Gli spettrogrammi (detti sonagrammi o sonogrammi in altre tradizioni) di una


registrazione sonora di parlato conservano le stesse caratteristiche grafiche,
presentando la distribuzione dell’energia spettrale, alle varie frequenze (sull’asse
delle ordinate, in cicli al secondo o Hertz, Hz) e nel corso del tempo (sull’asse
delle ascisse, in millesimi di secondo o millisecondi, ms), con valori locali
rappresentati da variazioni di livello cromatico (generalmente in scala di grigi). La
terza dimensione dello spettogramma è quella dell’intensità, rappresentata dal
maggiore o minore annerimento del tracciato (fig. 4). In particolare, a noi interessa
lo spettogramma a 300 Hz (spettrogramma a banda larga) che mette in risalto le
cosiddette formanti (frequenze di risonanza generate dalle cavità sopralaringali: F1,
F2, F3 ecc.) evidenziate da zone di maggiore annerimento, senza che vengano
perdute le informazioni sul comportamento della sorgente glottidale: le aperture e
chiusure delle corde vocali sono infatti rappresentate da striature verticali
periodiche:

considerate che la frequenza fondamentale di un parlato conversazionale è


mediamente compresa tra 70 e 150 Hz per una voce maschile, tra 150 e 250
Hz per una voce femminile, tra 250 e 350 Hz per una voce di bambino. Tali
differenze sono dovute alla diversa lunghezza e al diverso spessore delle corde vocali,
più lunghe e spesse nell’uomo, più corte e sottili nella donna, ancora più corte nel
bambino.
FIG. 4, La struttura fisica della frase può essere espressa e visualizzata,
utilizzando lo spettrogramma generato dall’analisi di Fourier, come una
concatenazione di suoni e pause con modulazioni di frequenza e ampiezza
nello spazio temporale

Lo spettrogramma é molto utile per analizzare la pronuncia e codificarne le


oscillazioni relative alle consonanti e alle vocali (fig. 5).
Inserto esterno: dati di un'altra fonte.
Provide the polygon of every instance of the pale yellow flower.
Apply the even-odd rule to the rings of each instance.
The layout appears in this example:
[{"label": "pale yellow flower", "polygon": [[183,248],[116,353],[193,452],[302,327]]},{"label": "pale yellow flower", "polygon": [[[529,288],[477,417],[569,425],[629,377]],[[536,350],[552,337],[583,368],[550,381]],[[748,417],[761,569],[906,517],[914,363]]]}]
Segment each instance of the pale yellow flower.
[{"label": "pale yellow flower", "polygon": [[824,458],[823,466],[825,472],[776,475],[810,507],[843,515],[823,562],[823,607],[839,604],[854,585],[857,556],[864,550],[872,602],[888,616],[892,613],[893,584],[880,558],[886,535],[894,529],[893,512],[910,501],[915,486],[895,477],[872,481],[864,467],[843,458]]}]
Alcuni aspetti interessanti della struttura formantica: i primi due formanti


contengono sufficienti informazioni affinchè il nostro sistema auditivo identifichi e
classifichi un timbro vocalico. Ciascuna delle 7 vocali della lingua italiana prevede
almeno 5 formanti, situati in zone frequenziali ben precise:

la frequenza del primo formante F1 è in relazione con l’ampiezza dell’apertura della


bocca

la frequenza del secondo formante F2 è determinata dalle diverse posizioni della


lingua
FIG. 5, in alto lo spettrogramma dell’esempio vocale; nella colonna sinistra gli
schemi degli atteggiamenti articolatori, ricavati da radiografie; nella colonna
destra gli spettri delle sette vocali

Oltre all’analisi di tipo segmentale (fonazione e articolazione), lo spettrogramma


consente anche un’indagine di tipo soprasegmentale (accento, ritmo, tono), in
quanto dal tracciato è possibile ricavare la durata dei singoli foni, la loro intensità e
l’andamento intonativo dell’enunciato.